En ayant abusé, les gens du pouvoir craignent que s’ils le quittent, ils risquent gros à tous les niveaux; aussi usent-ils d’une légitimité d’un troisième mandat du prince comme de la fameuse chemise usée du troisième calife de l’islam Othman Ibn Affen…

Tous les subterfuges et autres artifices sont mis en place pour faire rempiler notre hyper président dont ce dialogue national qui n’a de national que de nom car son but ultime est d’être l’instrument de validation d’un forfait constitutionnel sur le dos du peuple.

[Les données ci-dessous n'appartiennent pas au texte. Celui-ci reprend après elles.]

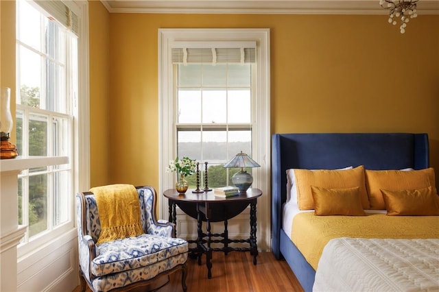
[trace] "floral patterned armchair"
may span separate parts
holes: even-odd
[[[151,186],[136,187],[144,234],[97,245],[101,223],[95,195],[76,195],[81,290],[125,290],[148,285],[157,276],[182,270],[186,286],[188,243],[176,238],[175,226],[155,218],[156,197]]]

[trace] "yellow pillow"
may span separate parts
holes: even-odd
[[[364,183],[364,167],[352,169],[295,169],[297,185],[297,204],[300,210],[314,208],[311,186],[326,188],[345,188],[358,186],[363,208],[369,208],[369,200]]]
[[[381,190],[381,193],[388,215],[439,215],[439,196],[431,186],[418,190]]]
[[[403,171],[399,170],[366,170],[366,185],[371,209],[385,209],[380,190],[416,190],[431,186],[436,193],[434,169]]]
[[[311,186],[314,199],[314,214],[322,215],[364,216],[359,187],[324,188]]]

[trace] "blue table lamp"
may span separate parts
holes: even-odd
[[[260,167],[261,165],[250,158],[247,154],[238,153],[230,161],[226,163],[224,168],[238,168],[241,167],[241,171],[237,172],[232,177],[232,182],[239,189],[239,192],[246,192],[253,182],[253,177],[251,174],[246,171],[246,167]]]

Les masses populaires dont les aspirations ne sont jamais prises en compte, n’ont que le loisir de railler, le cœur meurtri une ânerie de dialogue auquel elles n’ont jamais cru. L’évidence était qu’il ne servait à leurs yeux qu’à faire gagner du temps aux uns, les autorités en place en l’occurrence, et occulter l’échec de les en déloger sans trop d’encombres pour les autres, les partis de l’opposition.

Le dialogue pour légitimer la forfaiture

D’abord, se demander ce qu’on pourrait attendre du prétendu dialogue national actuel, dont les conclusions qui tombent semblent confirmer un véritable leurre, sceller un véritable « dealogue ». Adouber le prince, faire de ses opposants historiques des souteneurs de fait, acheter par l’octroi du statut florissant de chef de l’opposition, la complaisance du plus collabo des pseudo opposants et occulter la participation du plus consistant des opposants, dont le sort a peu pesé sur la balance des négociations et qui impactera irrémédiablement le leur… Tels sont les desseins d’un dialogue d’à qui plus rusés et de politiciens d’un autre temps soucieux de préserver leur part du gâteau national…

Et convenir que rien de bon ou de durable ne saurait en sortir, si ceux à qui nos destins sont confiés n’en sortent pas avec les résolutions de se muer en orfèvres d’un État ouvert et responsable. Responsable, d’abord, car vertueux dans sa production de normes et son utilisation des fonds publics. Responsable, ensuite, car conscient de sa place et, donc, recentré sur les compétences nécessaires à l’exercice de ses missions. Responsable, encore, car irrigué par un besoin de déontologie et, dans des limites raisonnables, de transparence. Responsable, enfin, dans son rôle de réduction des inégalités qui se sont accrues sous l’effet de la mondialisation. Responsable dans son engagement d’instaurer une justice équitable qui châtie les prévaricateurs et qui récompense les justes et les méritants.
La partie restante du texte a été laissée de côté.